Forbidden Broadway Strikes Back!, the successful new edition of Gerard Alessandrini's satirical Forbidden Broadway revue series, moves June 26 to the very heart of its target, Broadway. It's new home is the 187-seat Stardust Theatre downstairs in Ellen's Stardust Diner, next door to the Winter Garden Theatre at Broadway and 51st Street.

The special kick-off promotion the show planned for Wednesday afternoon June 25, feautring a free concert and an appearance by Carol Channing, the Broadway icon spoofed in so many FB editions, has been canceled because the New York City Police Department would not issue a permit for the outdoor event. A press spokesman for the show thought the police refusal to issue the permit might have something to do with the ire caused last week when Broadway was closed to traffic in the vicinity of the Winter Garden for the Cats celebration.

FB shas played at several locations on Manhattan's upper East Side and upper West Side since its humble beginnings 15 years ago. The new cabaret-style, 187-seat theatre is located at Broadway and 51st Street, downstairs in Ellen's Stardust Diner, right next door to the Winter Garden Theatre and Cats, not only Broadway's champion long-run hit but also the recipient of some of Alessandrini's most creative barbs through the years.

The new location is in a restaurant that's a haven for tourists who love corn with their corned beef. Along with the 1950s diner atmosphere and the famous extra thick milk shakes, there are singing hosts and wait staff (even intentionally bad jokes from the stand-up comic).

"We hated to leave the Triad, which, under another name, was our original home," said John Freedson, who co-produces FBSB with Harriet Yellen, and Jon Platt. "We left there briefly and then returned. We loved it on the upper West Side, but for some time we wanted a larger space within striking distance, so to speak, of our targets. It's important to be close to or in the middle of all the gossip on the street. "The new location, within the theatre district, with its more spacious seating and slightly more upscale menu will, hopefully, give us a higher profile in the theatre district, which is much more frequented by theatre-loving tourists than, say, West 72nd Street, where we were. One more attractive thing about the new location is that formerly where we were a destination we have the potential now for 'walk-in' business."

Freedson, who ten years ago was a cast member in the New York and Boston companies (he went on to direct the national and international tours), noted that FBSB has many return customers from among New York's theatre-lovers "but it's also popular with tourists, many of whom, haven't seen the shows being poked fun at. It doesn't seem to matter. What's great is that we can be enjoyed by almost anyone who just loves having a good time, courtesy of Gerard's fondess for musical theater and his vicious wit."

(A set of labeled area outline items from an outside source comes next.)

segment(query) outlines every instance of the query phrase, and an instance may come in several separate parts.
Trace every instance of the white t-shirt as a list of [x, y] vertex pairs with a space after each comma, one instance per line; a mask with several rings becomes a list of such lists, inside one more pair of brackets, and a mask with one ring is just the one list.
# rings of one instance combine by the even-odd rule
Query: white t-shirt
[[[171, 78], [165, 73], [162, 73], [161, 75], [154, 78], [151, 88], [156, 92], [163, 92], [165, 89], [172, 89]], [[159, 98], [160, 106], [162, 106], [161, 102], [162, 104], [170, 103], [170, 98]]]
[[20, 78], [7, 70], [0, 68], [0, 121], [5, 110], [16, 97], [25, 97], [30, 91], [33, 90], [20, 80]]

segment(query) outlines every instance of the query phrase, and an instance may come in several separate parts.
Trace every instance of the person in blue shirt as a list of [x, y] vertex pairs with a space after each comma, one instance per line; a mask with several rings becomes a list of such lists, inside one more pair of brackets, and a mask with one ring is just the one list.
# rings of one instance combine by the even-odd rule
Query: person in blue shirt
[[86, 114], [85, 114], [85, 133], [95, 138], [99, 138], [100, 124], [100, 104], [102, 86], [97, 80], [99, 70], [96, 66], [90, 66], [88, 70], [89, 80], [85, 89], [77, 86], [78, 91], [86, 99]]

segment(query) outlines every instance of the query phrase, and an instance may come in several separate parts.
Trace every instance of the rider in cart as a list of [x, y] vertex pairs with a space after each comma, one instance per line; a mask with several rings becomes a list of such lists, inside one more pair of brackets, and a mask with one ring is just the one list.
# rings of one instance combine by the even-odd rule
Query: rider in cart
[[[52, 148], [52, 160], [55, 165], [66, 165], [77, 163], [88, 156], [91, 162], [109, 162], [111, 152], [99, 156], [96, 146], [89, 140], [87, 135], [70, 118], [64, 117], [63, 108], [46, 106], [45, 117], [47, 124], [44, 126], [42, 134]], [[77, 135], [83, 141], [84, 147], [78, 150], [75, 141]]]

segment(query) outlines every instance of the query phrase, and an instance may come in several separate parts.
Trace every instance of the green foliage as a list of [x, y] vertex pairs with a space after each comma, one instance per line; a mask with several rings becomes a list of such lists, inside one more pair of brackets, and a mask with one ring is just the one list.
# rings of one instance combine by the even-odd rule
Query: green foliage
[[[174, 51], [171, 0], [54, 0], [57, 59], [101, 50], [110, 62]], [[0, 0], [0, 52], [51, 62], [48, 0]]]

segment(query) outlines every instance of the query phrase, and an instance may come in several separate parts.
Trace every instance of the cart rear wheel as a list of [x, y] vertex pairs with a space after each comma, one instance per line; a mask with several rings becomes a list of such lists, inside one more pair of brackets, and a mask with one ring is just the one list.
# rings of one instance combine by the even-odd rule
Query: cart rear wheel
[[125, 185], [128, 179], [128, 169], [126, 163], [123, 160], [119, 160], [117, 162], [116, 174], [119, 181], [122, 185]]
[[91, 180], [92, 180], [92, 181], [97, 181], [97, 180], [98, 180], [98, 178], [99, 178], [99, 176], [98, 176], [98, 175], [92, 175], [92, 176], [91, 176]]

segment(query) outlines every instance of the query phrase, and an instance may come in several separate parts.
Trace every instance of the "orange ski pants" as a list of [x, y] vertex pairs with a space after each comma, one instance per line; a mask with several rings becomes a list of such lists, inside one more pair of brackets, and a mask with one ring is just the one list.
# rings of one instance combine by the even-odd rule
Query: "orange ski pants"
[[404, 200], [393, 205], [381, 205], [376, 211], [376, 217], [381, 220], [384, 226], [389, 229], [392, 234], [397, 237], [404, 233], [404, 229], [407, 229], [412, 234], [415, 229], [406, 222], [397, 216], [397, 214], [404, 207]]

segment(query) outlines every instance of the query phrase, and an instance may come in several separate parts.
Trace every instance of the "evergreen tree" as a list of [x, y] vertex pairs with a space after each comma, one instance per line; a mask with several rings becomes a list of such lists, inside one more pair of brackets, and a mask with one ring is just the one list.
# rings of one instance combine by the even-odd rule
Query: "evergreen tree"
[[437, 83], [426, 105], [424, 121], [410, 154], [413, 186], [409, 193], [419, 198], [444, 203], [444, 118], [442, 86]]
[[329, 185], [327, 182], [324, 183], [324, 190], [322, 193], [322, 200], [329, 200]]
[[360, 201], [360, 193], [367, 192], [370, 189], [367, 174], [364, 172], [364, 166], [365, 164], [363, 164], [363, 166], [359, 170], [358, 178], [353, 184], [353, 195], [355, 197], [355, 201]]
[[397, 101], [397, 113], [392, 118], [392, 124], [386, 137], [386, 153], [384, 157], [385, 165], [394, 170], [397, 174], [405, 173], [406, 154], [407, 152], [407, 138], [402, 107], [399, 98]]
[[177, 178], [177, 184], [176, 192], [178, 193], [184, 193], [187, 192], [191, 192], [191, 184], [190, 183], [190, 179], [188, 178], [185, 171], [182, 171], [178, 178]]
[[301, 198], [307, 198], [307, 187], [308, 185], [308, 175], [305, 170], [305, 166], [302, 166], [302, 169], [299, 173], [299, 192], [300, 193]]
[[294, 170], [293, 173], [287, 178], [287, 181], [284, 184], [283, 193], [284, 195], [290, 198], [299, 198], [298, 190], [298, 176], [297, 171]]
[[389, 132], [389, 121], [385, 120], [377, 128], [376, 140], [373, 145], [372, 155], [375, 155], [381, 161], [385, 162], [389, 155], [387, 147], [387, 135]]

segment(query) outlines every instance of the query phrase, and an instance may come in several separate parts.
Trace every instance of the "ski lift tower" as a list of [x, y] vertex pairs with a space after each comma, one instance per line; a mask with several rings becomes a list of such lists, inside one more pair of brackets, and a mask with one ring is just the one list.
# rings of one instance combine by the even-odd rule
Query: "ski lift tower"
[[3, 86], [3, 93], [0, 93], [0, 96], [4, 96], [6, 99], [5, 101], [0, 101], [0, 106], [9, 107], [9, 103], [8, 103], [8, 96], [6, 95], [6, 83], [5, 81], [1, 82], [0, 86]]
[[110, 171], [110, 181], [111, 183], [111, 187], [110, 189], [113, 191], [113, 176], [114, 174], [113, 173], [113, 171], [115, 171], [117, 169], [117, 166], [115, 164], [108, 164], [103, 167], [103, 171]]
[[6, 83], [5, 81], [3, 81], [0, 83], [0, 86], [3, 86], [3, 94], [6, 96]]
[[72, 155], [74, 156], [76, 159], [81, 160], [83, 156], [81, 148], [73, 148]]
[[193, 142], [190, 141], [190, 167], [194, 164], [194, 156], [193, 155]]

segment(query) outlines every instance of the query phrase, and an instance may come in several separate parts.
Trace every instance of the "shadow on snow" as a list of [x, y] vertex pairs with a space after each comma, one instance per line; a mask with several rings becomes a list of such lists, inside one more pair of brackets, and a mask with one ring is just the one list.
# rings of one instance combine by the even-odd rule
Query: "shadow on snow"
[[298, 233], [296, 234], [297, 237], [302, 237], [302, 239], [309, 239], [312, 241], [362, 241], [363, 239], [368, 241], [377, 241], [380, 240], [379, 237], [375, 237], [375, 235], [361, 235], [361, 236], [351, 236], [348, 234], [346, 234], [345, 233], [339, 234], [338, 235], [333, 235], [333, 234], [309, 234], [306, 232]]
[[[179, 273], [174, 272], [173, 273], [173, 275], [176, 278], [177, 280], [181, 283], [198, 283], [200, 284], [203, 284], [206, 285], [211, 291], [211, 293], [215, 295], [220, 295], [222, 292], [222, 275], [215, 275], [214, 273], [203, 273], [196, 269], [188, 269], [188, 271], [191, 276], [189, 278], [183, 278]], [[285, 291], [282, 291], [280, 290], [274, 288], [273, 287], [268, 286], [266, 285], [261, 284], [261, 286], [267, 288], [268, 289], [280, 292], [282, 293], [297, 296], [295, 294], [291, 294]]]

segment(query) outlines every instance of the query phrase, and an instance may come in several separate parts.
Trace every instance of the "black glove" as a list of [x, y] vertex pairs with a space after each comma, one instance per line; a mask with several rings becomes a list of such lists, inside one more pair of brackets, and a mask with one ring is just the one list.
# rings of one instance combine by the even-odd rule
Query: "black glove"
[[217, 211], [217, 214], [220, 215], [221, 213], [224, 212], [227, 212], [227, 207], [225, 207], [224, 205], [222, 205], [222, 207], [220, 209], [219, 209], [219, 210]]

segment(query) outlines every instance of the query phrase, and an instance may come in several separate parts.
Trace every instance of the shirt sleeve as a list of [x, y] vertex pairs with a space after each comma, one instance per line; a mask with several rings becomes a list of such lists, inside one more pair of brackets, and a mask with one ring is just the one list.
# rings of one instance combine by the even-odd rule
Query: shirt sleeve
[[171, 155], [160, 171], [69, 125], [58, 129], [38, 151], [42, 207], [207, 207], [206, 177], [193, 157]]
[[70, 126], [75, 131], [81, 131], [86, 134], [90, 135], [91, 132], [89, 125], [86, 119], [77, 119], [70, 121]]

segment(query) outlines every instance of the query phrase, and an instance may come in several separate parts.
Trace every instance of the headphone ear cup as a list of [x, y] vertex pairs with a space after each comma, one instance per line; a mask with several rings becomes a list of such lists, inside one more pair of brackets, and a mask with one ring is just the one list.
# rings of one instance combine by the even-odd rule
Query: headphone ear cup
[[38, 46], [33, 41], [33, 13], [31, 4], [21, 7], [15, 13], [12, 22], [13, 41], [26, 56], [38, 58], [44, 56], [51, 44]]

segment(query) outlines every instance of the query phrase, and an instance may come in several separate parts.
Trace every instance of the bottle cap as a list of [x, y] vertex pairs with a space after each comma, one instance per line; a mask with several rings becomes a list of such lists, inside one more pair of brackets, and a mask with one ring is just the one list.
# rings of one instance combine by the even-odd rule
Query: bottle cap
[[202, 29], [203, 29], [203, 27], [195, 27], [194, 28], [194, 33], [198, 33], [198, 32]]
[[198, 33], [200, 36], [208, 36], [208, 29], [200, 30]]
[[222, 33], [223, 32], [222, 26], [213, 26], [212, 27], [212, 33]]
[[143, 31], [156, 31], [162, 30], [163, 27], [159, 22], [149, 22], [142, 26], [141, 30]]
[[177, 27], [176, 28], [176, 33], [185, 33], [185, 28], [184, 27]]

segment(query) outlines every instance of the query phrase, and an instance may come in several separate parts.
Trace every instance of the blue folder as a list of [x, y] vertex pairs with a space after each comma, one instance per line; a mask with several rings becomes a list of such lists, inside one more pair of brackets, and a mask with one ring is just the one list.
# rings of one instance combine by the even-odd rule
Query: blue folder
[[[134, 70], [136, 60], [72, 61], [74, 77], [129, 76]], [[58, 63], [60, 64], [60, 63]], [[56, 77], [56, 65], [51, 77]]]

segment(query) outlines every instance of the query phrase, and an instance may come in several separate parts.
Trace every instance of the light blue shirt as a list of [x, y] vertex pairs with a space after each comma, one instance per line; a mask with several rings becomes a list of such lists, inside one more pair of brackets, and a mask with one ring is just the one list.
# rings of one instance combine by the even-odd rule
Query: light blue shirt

The move gives the show an additional 57 seats, a deeper stage with more wing space, and more comfortable dressing rooms. An updated show contains some new material hot out of the new musicals and off the gossip pages.

Only two days before his new opening, Alessandrini was at the piano working on a new sketch about the incident involving "Vicious Victoria" or "Raqula," as he refers to to the headline-making sex-symbol Raquel Welch, now starring in Victor/Victoria.

Alessandrini also assured Playbill On-Line that "there'll be some new sparks flying" on the season just ended with sketches on the soon-to-close Steel Pier, Dream, and The Life. FBSB's Christine Pedi will take on Rosie O'Donnell hosting the Tony Awards; and Tom Plotkin will be unvieled as Robert Cuccioli in a hair flipping bit as Jekyll & Hyde in a duet/duel of "Anything You Can Do (I Can Do Better)." There are no sacred cows. Alessandrini is also working on a Titanic sketch to be inserted in the near future.

A production source at the Tony-winning Best Musical was relived to learn about the sketch involving Titanic. "To be left out of Forbidden Broadway would be a fate worse than being on a sinking ship."